MEIN KAMPF reloaded

Den Nationalsozialismus erlebte ich zum ersten Mal im Alter von 5 Jahren: Man hatte mich aus dem Zimmer geworfen, weil ich, ein notorisch schlechter Verlierer, das „Mensch-Ärgere-Dich-Nicht“-Brett wutschnaubend vom Tisch gefegt hatte. Nun hörte ich, ins düstere Treppenhaus verbannt, aus einem Radio irgendwo im Dunklen einen zornbebenden Fleischerhund jaulen und bellen, vielleicht war’s auch ein brüllender Drache, ausgebrochen aus dem dunkelsten Kohlenkeller, vor dessen furchterregendem Knurren, Krächzen und Keuchen man sich nicht verstecken und dessen Fangzähnen man nicht entkommen konnte. Ich hatte furchtbare Angst, obwohl ich ganz genau wusste: Das war nur der deutscher Führer, der gerade die Feinde vernichtete…

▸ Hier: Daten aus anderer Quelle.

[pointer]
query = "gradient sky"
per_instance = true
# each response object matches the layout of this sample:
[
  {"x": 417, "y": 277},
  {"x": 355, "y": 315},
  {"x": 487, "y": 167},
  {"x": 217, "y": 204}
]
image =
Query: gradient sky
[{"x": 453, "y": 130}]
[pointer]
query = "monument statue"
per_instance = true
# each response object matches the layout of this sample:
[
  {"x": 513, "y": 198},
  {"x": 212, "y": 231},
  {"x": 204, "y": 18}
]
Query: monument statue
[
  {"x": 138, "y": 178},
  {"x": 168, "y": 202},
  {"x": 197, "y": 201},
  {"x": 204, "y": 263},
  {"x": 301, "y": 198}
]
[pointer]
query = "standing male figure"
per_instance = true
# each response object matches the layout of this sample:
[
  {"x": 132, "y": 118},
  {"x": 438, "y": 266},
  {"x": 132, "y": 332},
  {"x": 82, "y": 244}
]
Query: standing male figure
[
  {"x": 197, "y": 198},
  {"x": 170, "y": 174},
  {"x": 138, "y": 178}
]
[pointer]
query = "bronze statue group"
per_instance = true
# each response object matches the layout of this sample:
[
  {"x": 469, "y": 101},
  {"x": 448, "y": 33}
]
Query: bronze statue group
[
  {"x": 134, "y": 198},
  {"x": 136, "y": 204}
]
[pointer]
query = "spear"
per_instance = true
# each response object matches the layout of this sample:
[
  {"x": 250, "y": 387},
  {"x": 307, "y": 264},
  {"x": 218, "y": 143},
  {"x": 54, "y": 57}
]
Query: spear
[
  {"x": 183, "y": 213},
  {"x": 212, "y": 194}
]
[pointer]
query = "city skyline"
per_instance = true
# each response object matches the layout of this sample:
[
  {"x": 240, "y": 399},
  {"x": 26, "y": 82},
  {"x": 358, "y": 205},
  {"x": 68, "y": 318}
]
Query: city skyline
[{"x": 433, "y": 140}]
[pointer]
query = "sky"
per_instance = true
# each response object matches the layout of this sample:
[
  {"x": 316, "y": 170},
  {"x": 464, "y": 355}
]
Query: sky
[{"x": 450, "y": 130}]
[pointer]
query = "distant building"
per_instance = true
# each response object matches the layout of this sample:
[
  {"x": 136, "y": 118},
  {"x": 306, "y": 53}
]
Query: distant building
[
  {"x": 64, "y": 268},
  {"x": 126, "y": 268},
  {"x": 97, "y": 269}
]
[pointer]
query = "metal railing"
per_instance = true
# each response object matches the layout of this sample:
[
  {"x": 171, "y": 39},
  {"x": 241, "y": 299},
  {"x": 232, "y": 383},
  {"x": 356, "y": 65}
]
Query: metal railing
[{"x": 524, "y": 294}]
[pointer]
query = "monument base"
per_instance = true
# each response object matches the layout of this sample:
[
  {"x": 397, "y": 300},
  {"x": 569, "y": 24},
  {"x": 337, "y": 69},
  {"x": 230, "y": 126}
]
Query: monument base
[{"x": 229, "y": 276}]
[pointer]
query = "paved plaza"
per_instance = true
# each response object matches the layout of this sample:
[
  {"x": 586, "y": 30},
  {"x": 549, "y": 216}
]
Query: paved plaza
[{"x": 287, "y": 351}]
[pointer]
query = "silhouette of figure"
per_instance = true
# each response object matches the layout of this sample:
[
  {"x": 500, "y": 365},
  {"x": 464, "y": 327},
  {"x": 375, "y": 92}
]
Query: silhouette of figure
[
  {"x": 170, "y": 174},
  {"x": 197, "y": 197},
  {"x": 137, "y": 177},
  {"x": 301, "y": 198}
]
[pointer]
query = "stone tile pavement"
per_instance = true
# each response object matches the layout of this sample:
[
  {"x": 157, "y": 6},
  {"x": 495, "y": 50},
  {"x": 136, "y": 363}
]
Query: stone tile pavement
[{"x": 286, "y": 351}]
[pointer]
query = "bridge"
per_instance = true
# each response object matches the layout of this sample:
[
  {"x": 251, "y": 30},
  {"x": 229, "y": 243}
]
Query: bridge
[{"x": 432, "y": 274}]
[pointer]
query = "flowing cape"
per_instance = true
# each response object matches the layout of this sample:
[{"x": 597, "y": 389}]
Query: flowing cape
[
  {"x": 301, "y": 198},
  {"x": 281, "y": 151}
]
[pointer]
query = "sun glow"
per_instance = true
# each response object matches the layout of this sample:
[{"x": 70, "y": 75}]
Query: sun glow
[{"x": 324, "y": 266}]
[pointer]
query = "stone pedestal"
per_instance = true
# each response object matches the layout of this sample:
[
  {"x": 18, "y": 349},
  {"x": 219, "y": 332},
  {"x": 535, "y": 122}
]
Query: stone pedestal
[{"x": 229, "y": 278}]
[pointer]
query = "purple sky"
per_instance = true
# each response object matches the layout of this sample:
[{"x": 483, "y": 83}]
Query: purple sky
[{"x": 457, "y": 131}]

In den folgenden acht Jahrzehnten begegnete ich zu meiner Verwunderung immer wieder Gefolgsleuten dieses Brüllaffen. Nicht nur schmissigen Burschenschaftern und ihren strammen „alten Herren“, sondern Leuten aus allen Schichten und in den unterschiedlichsten Positionen: Vom Handwerker, der mühsam seinen SUV abzahlt und der schwäbischen Hausfrau, die ihre Spätzle in die Länge zieht, über die Schwadroneure am Kiosk im Thüringer Wald und die Chemnitzer Adolf-Hitler-Hooligans mitsamt ihren Kameraden in der sächsischen Justiz, bis hin zu den Landtags- und Bundestagsabgeordneten (beileibe nicht nur aus der AfD) mit ihrer SA-Mentalität und den Landräten und Bürgermeistern aus der nationalistisch – rassistischen Ecke. Sie alle legen größten Wert darauf, nicht als Nazis bezeichnet zu werden, sind es aber. Sie gebärden sich als überaus korrekte Bürger, entpuppen sich aber als Miniaturhitler, wenn sie mit ihren Wahnvorstellungen Stammtische, Vereine, Nachbarn und vor allem Leute, denen der Scheuerlappengeruch des Daseins stinkt, missionieren. Jeder kann diese Rechtsradikalen erkennen – wenn nicht an der 18 (AH) oder der 88 (Heil Hitler) auf ihrem Autokennzeichen, dann an ihrem Nazigequatsche (kursiv):

Für Hitler kam immer Deutschland zuerst.
Ausländer, vor allem Schwarze, durften sich damals nicht auf deutsche Kosten in Deutschland breit machen. Untermenschen ließ er aussortieren. Hitler sorgte für eine normale und wahrheitsgemäße Berichterstattung in den Medien.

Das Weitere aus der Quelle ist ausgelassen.